Statistical Uncertainty Analysis for Stochastic Simulation

TL;DR

This paper introduces a method to accurately quantify total statistical uncertainty in stochastic simulation outputs by combining bootstrapping, stochastic kriging metamodeling, and variance decomposition, addressing both simulation and input data uncertainties.

Contribution

It presents a novel approach that integrates bootstrapping and stochastic kriging to produce confidence intervals accounting for all sources of uncertainty in simulation performance estimates.

Findings

The method effectively captures combined simulation and input uncertainty.

Variance decomposition identifies the dominant source of uncertainty.

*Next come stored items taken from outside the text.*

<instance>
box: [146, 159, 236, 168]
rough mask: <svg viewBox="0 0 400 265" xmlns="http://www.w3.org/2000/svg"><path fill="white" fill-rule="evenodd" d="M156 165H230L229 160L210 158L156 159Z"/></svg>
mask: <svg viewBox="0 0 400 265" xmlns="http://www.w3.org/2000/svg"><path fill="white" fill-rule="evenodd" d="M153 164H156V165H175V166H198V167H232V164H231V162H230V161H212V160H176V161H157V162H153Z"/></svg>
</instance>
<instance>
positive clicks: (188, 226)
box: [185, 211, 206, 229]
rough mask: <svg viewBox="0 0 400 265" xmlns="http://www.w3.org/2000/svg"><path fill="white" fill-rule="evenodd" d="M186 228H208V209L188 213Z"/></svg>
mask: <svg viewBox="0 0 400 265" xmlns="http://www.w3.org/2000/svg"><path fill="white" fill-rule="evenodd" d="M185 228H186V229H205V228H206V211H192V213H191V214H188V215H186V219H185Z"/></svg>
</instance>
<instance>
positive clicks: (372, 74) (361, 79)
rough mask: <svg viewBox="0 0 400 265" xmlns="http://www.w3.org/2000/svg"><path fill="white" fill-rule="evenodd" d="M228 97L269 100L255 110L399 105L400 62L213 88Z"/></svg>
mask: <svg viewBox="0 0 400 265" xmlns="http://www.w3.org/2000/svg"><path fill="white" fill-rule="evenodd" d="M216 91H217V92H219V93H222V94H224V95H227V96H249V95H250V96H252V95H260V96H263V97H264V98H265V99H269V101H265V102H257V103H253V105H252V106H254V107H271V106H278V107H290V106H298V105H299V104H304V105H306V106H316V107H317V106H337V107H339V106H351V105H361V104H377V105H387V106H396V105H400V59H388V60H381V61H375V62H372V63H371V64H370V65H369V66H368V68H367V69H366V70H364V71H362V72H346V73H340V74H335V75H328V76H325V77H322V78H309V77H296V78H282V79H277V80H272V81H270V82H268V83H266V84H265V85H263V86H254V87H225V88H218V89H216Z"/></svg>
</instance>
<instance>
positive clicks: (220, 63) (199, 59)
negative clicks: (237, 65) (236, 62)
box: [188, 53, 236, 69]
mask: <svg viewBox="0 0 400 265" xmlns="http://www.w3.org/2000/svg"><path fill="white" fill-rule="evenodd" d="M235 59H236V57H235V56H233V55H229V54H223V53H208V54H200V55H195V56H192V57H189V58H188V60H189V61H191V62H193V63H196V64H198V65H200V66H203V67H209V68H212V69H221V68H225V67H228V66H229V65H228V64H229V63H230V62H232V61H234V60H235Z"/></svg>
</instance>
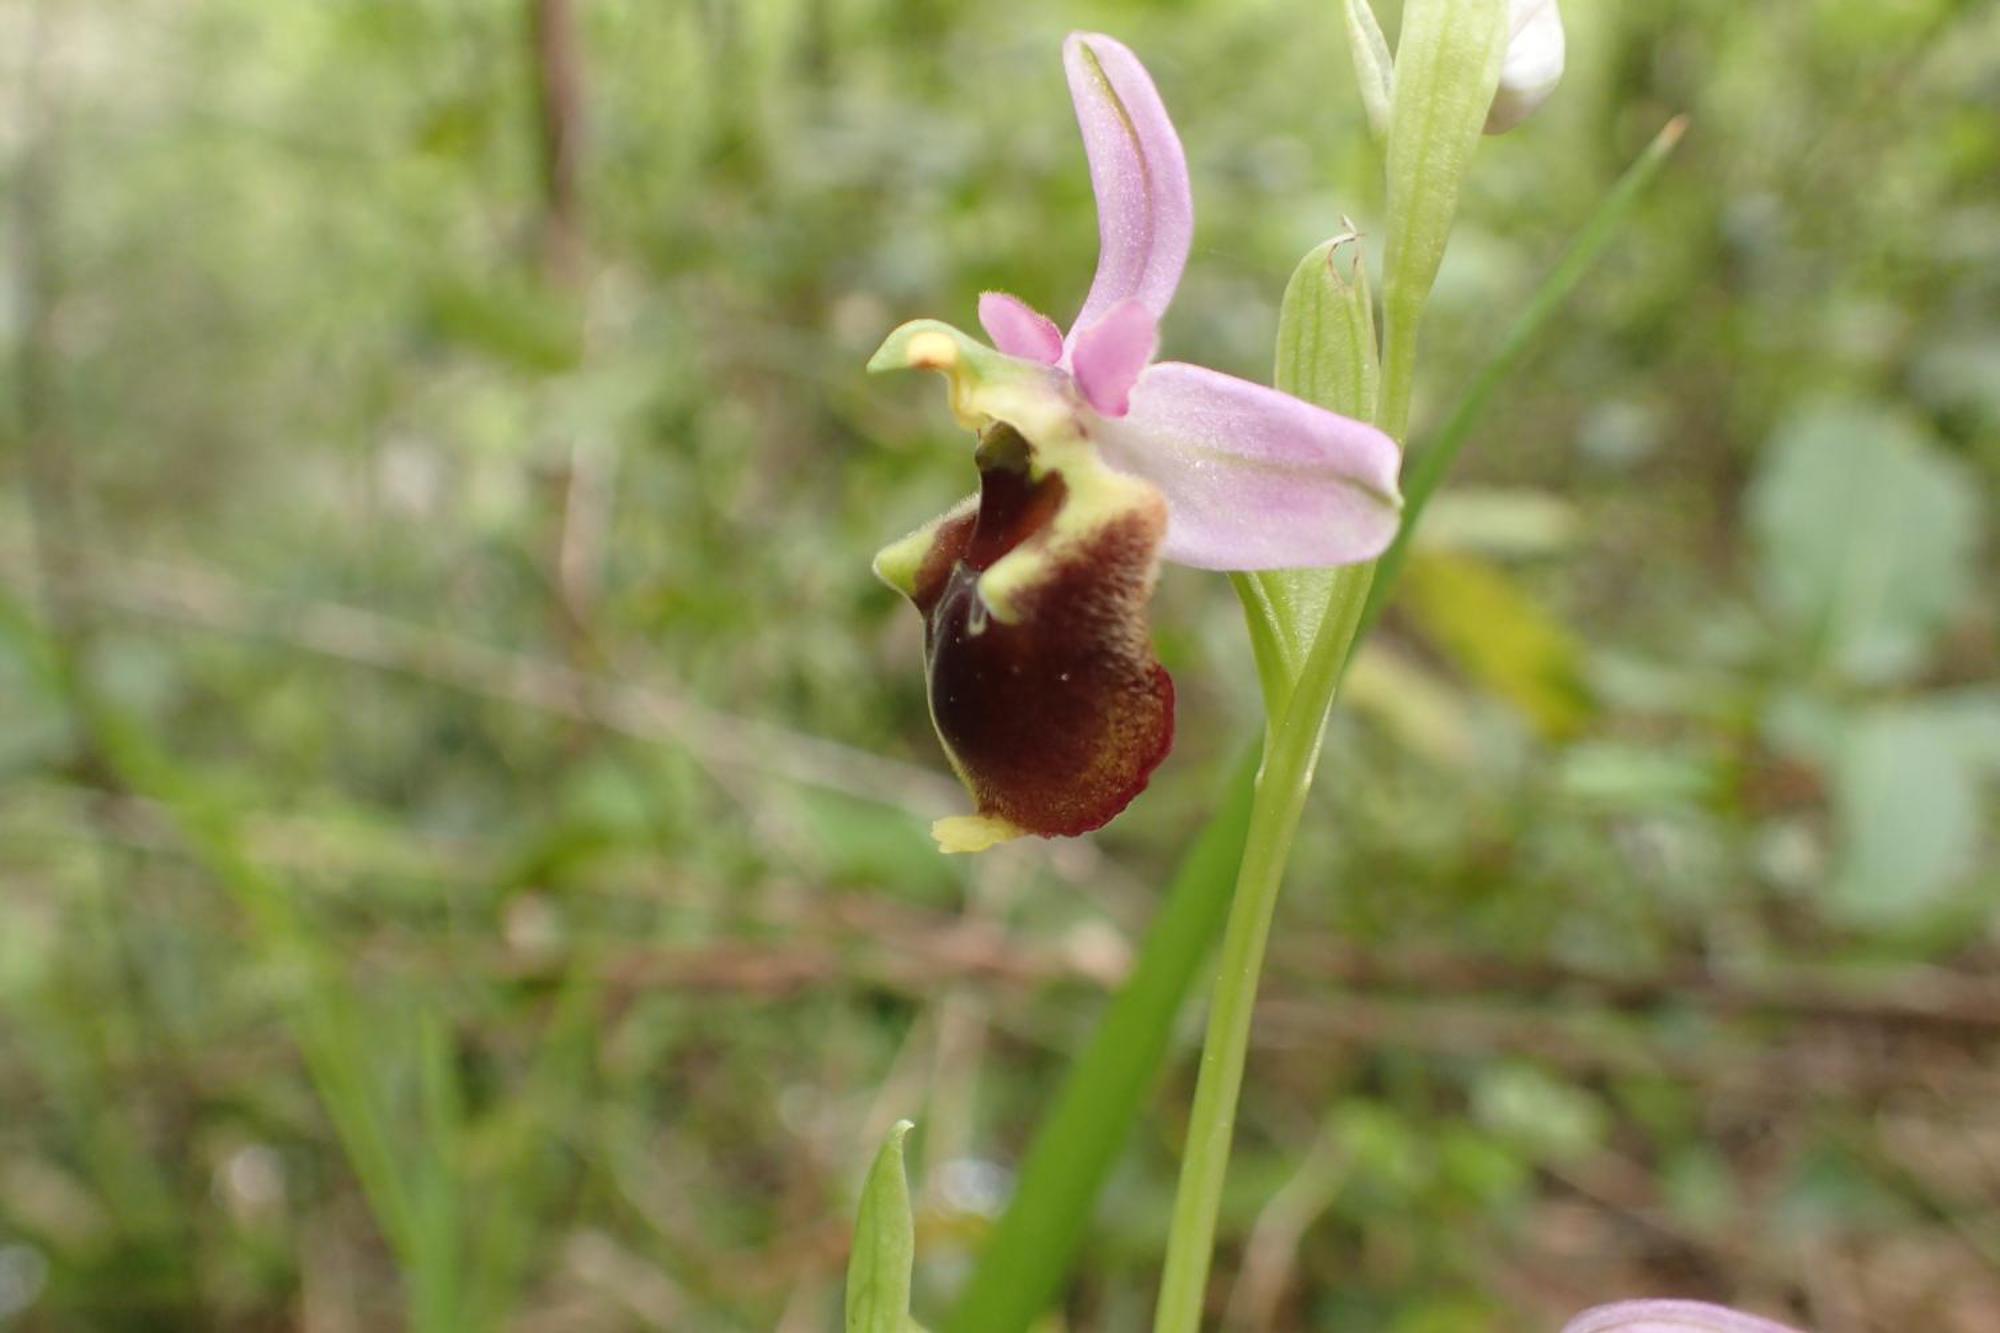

Empirical results show good finite-sample performance of the approach.

Abstract

When we use simulation to evaluate the performance of a stochastic system, the simulation often contains input distributions estimated from real-world data; therefore, there is both simulation and input uncertainty in the performance estimates. Ignoring either source of uncertainty underestimates the overall statistical error. Simulation uncertainty can be reduced by additional computation (e.g., more replications). Input uncertainty can be reduced by collecting more real-world data, when feasible. This paper proposes an approach to quantify overall statistical uncertainty when the simulation is driven by independent parametric input distributions; specifically, we produce a confidence interval that accounts for both simulation and input uncertainty by using a metamodel-assisted bootstrapping approach. The input uncertainty is measured via bootstrapping, an equation-based stochastic kriging metamodel propagates the input uncertainty to the output mean, and both simulation and metamodel uncertainty are derived using properties of the metamodel. A variance decomposition is proposed to estimate the relative contribution of input to overall uncertainty; this information indicates whether the overall uncertainty can be significantly reduced through additional simulation alone. Asymptotic analysis provides theoretical support for our approach, while an empirical study demonstrates that it has good finite-sample performance.